As stated by the Rwanda shafaqna, the trade minister cited resolutions of a June 2013 AU Conference of Ministers of Industry, held in Kenya, which touted the Pan-African Quality Infrastructure as the “continental platform for all matters related to standardization, metrology, accreditation and conformity assessment.”

This, she said, would help “strengthen the competitiveness of Africa’s goods and services and contribute towards the industrialization of the continent and its sustainability.”

Citing 2018 predictions by the United Nations Economic Commission for Africa, the minister has quoted that AfCFTA has the potential to increase intra-African trade by 52.3 per cent and to double this trade.

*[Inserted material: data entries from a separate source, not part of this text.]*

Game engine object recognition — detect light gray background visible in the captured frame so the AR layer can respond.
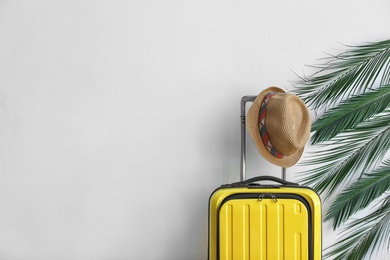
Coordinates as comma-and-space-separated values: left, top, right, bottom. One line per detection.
0, 0, 390, 260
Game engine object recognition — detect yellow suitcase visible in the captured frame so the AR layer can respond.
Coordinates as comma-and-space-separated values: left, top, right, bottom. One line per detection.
209, 176, 322, 260
208, 96, 322, 260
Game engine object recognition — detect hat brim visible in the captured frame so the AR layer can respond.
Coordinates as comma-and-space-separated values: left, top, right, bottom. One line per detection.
246, 87, 304, 168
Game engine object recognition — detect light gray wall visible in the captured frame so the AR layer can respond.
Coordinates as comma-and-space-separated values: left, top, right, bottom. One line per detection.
0, 0, 390, 260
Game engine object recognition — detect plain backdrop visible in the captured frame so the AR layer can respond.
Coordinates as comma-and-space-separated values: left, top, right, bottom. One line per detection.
0, 0, 390, 260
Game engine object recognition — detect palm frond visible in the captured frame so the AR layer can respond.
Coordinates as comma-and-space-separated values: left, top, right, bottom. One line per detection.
295, 40, 390, 109
324, 197, 390, 260
325, 159, 390, 229
300, 110, 390, 195
312, 84, 390, 144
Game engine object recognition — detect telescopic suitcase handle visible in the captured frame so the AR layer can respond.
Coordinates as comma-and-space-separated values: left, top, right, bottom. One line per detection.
240, 95, 286, 181
231, 175, 299, 186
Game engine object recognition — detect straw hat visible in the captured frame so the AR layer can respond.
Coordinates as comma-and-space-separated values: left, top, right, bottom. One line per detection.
247, 87, 311, 167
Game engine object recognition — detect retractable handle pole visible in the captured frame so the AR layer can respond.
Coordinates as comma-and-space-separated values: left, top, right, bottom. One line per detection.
240, 96, 286, 181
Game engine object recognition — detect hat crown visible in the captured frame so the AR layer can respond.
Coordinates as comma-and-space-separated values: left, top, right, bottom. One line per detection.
265, 93, 310, 156
246, 86, 311, 167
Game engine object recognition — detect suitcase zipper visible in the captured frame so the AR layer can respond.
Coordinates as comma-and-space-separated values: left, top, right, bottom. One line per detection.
258, 193, 278, 202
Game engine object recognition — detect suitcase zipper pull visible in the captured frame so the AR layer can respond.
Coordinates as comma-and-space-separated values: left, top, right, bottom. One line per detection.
258, 193, 278, 202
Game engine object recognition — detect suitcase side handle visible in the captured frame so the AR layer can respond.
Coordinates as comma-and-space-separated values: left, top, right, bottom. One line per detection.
232, 175, 299, 186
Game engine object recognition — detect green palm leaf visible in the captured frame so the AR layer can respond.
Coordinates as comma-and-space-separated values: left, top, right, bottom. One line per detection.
300, 111, 390, 195
324, 197, 390, 260
312, 84, 390, 144
325, 159, 390, 229
295, 40, 390, 109
295, 40, 390, 260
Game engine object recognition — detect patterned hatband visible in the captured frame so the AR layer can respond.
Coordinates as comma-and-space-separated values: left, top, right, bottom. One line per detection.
259, 92, 286, 159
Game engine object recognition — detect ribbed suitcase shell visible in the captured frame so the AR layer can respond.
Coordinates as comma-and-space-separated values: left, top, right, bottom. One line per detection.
209, 181, 322, 260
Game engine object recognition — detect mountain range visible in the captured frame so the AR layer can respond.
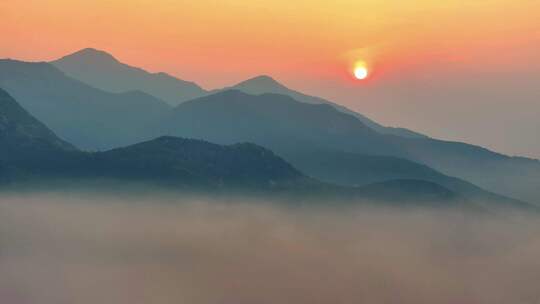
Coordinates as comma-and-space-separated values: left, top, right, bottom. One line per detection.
0, 50, 540, 202
0, 89, 488, 209
51, 48, 207, 105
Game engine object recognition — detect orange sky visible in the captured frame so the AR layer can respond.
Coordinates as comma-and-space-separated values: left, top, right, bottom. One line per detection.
0, 0, 540, 156
0, 0, 540, 87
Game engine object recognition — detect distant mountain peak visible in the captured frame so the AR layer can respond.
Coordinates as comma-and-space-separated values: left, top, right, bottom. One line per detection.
54, 48, 118, 62
234, 75, 288, 93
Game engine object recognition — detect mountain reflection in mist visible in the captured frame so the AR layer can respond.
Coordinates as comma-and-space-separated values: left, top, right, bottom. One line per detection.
0, 194, 540, 304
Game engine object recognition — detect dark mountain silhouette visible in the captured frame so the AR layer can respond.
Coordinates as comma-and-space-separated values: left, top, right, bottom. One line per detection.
162, 90, 540, 202
0, 55, 540, 202
0, 89, 75, 161
0, 60, 170, 150
51, 48, 206, 105
0, 90, 530, 210
221, 75, 426, 138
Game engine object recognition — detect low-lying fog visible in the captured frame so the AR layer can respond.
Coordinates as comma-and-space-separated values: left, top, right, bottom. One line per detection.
0, 194, 540, 304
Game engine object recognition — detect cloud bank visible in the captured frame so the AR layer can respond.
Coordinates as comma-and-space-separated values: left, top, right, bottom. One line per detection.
0, 194, 540, 304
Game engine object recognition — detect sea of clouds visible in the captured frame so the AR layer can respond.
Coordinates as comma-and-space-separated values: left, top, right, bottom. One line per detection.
0, 193, 540, 304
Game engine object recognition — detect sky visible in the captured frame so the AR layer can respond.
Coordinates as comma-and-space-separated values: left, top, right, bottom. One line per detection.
0, 0, 540, 158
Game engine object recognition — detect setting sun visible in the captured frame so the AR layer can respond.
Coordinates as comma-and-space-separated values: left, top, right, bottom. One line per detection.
354, 65, 369, 80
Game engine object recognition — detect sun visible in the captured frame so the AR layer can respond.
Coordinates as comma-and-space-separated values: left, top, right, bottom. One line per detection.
354, 65, 369, 80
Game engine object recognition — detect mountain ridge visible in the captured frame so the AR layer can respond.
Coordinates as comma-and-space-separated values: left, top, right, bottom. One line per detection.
51, 48, 206, 105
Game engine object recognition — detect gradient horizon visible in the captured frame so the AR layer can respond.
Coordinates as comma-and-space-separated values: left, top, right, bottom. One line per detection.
0, 0, 540, 158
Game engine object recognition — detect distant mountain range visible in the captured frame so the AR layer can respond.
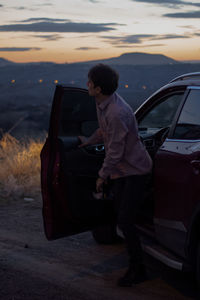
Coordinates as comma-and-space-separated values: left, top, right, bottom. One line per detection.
78, 52, 179, 65
0, 52, 180, 66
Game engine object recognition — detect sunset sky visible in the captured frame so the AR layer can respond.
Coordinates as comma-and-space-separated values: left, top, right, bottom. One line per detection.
0, 0, 200, 63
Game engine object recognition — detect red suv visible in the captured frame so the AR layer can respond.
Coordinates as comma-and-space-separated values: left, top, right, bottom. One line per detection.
41, 73, 200, 285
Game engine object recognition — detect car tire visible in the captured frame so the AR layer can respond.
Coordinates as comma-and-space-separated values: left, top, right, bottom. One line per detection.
92, 225, 123, 245
196, 242, 200, 290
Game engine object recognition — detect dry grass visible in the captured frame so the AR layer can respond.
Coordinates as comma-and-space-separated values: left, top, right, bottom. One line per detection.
0, 134, 43, 198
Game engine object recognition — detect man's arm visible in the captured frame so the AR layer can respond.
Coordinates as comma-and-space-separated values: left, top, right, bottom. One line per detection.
99, 116, 128, 180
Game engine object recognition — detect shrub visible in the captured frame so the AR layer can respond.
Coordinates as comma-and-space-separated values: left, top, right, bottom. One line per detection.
0, 134, 43, 198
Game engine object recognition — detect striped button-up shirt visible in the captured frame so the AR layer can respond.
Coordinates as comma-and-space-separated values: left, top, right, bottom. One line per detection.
88, 93, 152, 179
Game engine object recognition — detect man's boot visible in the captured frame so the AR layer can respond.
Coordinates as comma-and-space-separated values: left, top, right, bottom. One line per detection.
117, 264, 147, 287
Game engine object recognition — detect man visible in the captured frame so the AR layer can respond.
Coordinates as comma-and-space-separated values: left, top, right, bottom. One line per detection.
79, 64, 152, 286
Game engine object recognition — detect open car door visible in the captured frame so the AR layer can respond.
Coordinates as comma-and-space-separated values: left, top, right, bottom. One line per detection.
41, 86, 113, 240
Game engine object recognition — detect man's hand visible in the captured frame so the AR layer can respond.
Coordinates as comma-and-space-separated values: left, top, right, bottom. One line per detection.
78, 135, 89, 148
96, 177, 105, 193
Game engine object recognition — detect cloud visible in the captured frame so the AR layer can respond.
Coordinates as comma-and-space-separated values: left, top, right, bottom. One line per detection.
0, 18, 119, 33
33, 34, 63, 41
19, 18, 70, 23
163, 11, 200, 19
131, 0, 200, 8
74, 47, 99, 51
102, 34, 190, 46
0, 47, 42, 52
13, 6, 26, 10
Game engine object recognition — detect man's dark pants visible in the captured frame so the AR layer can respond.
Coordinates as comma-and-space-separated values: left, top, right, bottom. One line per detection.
112, 175, 149, 270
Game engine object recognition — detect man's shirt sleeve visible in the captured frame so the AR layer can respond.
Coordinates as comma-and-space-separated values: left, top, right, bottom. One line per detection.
87, 128, 103, 145
99, 115, 128, 179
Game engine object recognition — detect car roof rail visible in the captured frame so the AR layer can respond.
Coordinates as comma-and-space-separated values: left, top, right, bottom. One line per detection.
169, 72, 200, 83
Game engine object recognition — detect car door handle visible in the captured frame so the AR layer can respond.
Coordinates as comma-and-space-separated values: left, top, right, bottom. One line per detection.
94, 145, 105, 153
190, 159, 200, 175
84, 144, 105, 155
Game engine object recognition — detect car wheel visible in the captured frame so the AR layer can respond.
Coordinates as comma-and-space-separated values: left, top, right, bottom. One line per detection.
92, 225, 123, 245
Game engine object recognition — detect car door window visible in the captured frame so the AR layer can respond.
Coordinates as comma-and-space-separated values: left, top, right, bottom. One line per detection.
59, 89, 98, 136
173, 89, 200, 140
139, 92, 184, 129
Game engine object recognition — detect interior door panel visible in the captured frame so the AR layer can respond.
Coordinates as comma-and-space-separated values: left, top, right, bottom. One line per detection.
41, 86, 114, 239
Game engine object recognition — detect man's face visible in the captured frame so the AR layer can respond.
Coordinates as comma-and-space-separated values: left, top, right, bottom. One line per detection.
87, 78, 101, 97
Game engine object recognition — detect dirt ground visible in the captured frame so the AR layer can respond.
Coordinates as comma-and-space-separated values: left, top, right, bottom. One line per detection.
0, 197, 196, 300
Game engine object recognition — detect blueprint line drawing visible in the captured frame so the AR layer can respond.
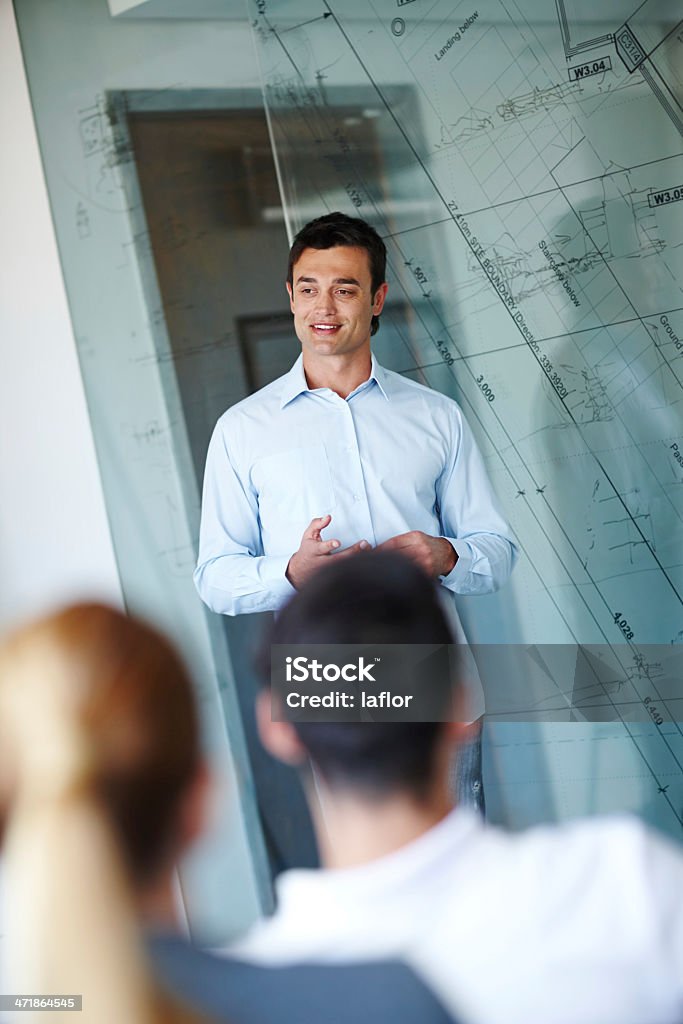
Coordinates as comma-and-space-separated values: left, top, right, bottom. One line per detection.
252, 0, 683, 828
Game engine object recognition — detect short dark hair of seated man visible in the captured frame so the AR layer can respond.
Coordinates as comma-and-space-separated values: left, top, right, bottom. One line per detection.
237, 552, 683, 1024
258, 552, 458, 798
0, 604, 452, 1024
287, 212, 386, 336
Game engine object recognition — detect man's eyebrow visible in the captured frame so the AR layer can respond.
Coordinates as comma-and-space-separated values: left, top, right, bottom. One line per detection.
296, 276, 360, 288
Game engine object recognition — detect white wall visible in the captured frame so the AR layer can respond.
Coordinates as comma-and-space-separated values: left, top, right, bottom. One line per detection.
0, 0, 122, 628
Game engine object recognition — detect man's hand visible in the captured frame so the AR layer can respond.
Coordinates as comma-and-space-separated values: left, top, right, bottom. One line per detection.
377, 529, 458, 578
285, 515, 370, 590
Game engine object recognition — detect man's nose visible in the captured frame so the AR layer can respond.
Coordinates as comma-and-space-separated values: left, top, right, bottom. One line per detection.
315, 292, 337, 316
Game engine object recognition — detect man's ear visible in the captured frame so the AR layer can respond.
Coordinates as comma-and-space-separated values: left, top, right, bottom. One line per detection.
256, 689, 307, 765
374, 281, 389, 316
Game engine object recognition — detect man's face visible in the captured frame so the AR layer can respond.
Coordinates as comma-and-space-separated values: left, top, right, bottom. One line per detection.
287, 246, 387, 358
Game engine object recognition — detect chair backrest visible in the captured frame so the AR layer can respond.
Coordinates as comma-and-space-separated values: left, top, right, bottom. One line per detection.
150, 936, 456, 1024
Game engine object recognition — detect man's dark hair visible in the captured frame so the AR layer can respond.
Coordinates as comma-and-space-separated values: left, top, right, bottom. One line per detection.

“It could also stimulate intra-African trade by up to US$35 billion per year, or 52% (above the baseline) by 2022 and lead to a US$10 billion decrease in imports from outside the continent, while boosting agriculture and industrial exports by up to US$4 billion (7%) and US$21 billion (5%) respectively,” she said.

The minister observed the need to emphasize the understanding of linkages between global trade, export competitiveness and sustainable development, and reckon that standardization is at the forefront to enable development of mutually beneficial trade policies.

Experts and policymakers already anticipate that, under AfCFTA, African countries, with different regulatory frameworks and heterogenous standards, technical regulations and conformity assessment regimes will continue to be confronted with the main Technical Barriers to Trade issues.